Rampamycin works by targeting mTOR, the master regulator of cell growth within our cells, when targeted rampamycin will inhibit cell growth of mTOR. Being able to inhibit cell growth makes a potent anticancer drug as uncontrolled cell growth is a part of cancer. Inhibiting mTOR also triggers autophagy, which is a process where lysosomes clean up misfolded proteins and damaged organelles, and recycles the proteins and organelles into amino acids and sugars to be reused by the cells.
“The main function of the lysosome is to maintain the healthy state of the cell because it degrades the harmful stuff within the cell. During stress conditions, autophagy can lead to the cell survival by degrading dysfunctional components and providing the building blocks of cells, such as amino acids and lipids.” says Xiaoli Zhang of the University of Michigan.

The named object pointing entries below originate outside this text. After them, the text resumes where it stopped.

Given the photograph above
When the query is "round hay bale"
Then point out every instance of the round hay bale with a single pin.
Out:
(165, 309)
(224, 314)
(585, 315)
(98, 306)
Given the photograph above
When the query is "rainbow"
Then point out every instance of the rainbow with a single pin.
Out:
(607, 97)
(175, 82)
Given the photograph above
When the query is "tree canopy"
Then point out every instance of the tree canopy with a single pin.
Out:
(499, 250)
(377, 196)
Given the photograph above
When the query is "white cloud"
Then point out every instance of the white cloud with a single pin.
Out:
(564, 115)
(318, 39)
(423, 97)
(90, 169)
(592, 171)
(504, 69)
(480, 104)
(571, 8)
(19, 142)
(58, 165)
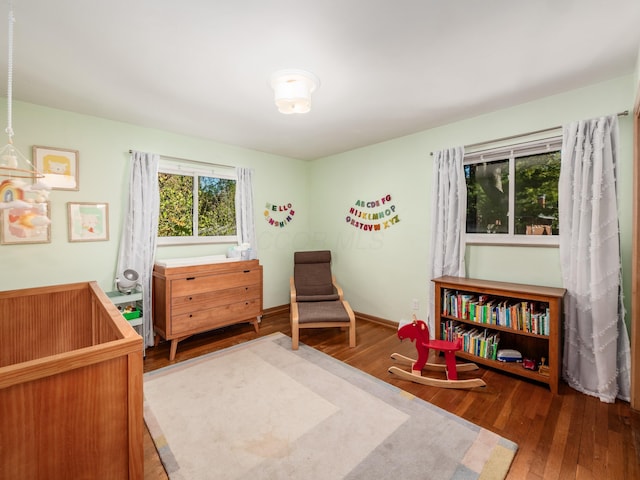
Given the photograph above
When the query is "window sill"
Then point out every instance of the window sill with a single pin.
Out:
(552, 241)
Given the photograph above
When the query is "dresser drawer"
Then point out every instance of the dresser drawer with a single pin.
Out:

Autophagy is important to cellular health for maintaining organelle and protein quality as cells can become cluttered with age and especially in neurodegenerative diseases; this process is dependant on lysosomal activity, TRPML is the main calcium channel which is key to regulating lysosomal function.
“Without this channel, you get neurodegeneration, if you stimulate the channel, it’s anti-neurodegeneration.” explains Haoxing Xu, as published in PLOS Biology.
Using lysosome patch clamp techniques TRPML1 was investigated: when rapamycin was applied to lysosomes it was observed to open the channel regardless of whether mTOR was active or not, indicating rapamycin activates the TRPML1 channel independent of mTOR activity. Rapamycin was found to enhance autophagy dependent on TRPML1 because in TRPML1 defective cells rapamycin couldn’t trigger autophagy.
“We think lysosomal TRPML1 may contribute significantly to the neuroprotective and anti-aging effects of rapamycin. The identification of a new target of rapamycin offers an insight in developing the next generation of rapamycin, which will have a more specific effect on neurodegenerative disease.”